Abnormalities in anterior recess were associated with elevated synovial index and rheumatoid factor level. Presence of SAD bursitis was not linked to disease activity. In a study of G. Sakellariou et al, patients with US inflammatory involvement had a longer median disease duration, were more frequently RF pos¬itive, had a higher disease activity and higher acute phase reactants, a higher level of disability and more pain, with an increased frequency of spontaneous shoulder pain and higher median VAS pain [12]. Our findings underline the findings of the literature concerning the prevalence of US abnormalities at the shoulder and their association with clinical disease features, especially with disease activity. These findings are in keeping with previous works that identified a relation between shoulder involvement and disease activity and disability [17, 18], even though some limitations. The cross-sectional design does not allow to evaluate the impact of US findings on relevant outcomes, and the univariate analysis does not take into account the potential presence of confounders. Also, the results are based on a small population owing to the short duration of patients’ enrolling. However, this study objectifies the role of US in the assessment of large joint such shoulder in RA patients.

Conclusion

Ultrasound allows the differentiation between degenerative shoulder lesions and signs of disease activity in RA and identifies a subgroup of patients with higher disease activity that could benefit from a more aggressive treatment approach. Further studies are needed to investigate these findings.

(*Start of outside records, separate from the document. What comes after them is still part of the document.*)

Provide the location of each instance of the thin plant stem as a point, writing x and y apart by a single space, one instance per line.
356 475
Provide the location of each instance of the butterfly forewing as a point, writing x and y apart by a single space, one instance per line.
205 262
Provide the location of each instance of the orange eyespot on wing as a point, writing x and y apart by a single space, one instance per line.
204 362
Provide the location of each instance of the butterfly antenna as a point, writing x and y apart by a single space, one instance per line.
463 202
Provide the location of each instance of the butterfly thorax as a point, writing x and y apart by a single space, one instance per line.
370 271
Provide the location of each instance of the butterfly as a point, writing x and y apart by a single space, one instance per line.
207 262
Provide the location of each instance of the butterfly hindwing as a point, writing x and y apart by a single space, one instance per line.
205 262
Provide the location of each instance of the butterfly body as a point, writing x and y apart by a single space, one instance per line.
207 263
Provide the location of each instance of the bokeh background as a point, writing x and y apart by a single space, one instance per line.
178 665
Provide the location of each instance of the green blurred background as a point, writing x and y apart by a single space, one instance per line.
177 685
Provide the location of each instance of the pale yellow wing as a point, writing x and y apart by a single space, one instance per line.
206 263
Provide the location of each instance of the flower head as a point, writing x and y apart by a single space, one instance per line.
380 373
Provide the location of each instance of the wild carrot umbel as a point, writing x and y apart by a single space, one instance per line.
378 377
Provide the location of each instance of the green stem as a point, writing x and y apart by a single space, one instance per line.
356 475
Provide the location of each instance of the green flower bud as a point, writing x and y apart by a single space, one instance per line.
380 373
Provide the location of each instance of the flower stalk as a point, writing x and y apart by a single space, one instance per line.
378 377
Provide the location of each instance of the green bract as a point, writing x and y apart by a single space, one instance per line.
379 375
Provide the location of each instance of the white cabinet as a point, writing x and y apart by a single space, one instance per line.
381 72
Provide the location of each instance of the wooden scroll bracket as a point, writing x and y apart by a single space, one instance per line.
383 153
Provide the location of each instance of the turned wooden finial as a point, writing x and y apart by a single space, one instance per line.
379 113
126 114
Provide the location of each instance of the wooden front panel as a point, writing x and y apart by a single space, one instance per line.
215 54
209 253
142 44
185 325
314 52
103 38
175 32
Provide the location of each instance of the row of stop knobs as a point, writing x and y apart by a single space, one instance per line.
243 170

All joints can be affected during the natural history of Rheumatoid Arthritis (RA);

Clinical evaluation and conventional radiography remain insufficient for assessing several structures;

Musculoskeletal ultrasonography has a great role in detecting subclinical abnormalities in rheumatoid joints in order to achieve a low disease status and eventually remission.

This study tries to assess the prevalence of abnormalities in rheumatoid shoulder by ultrasonography and to identify risk factors associated with.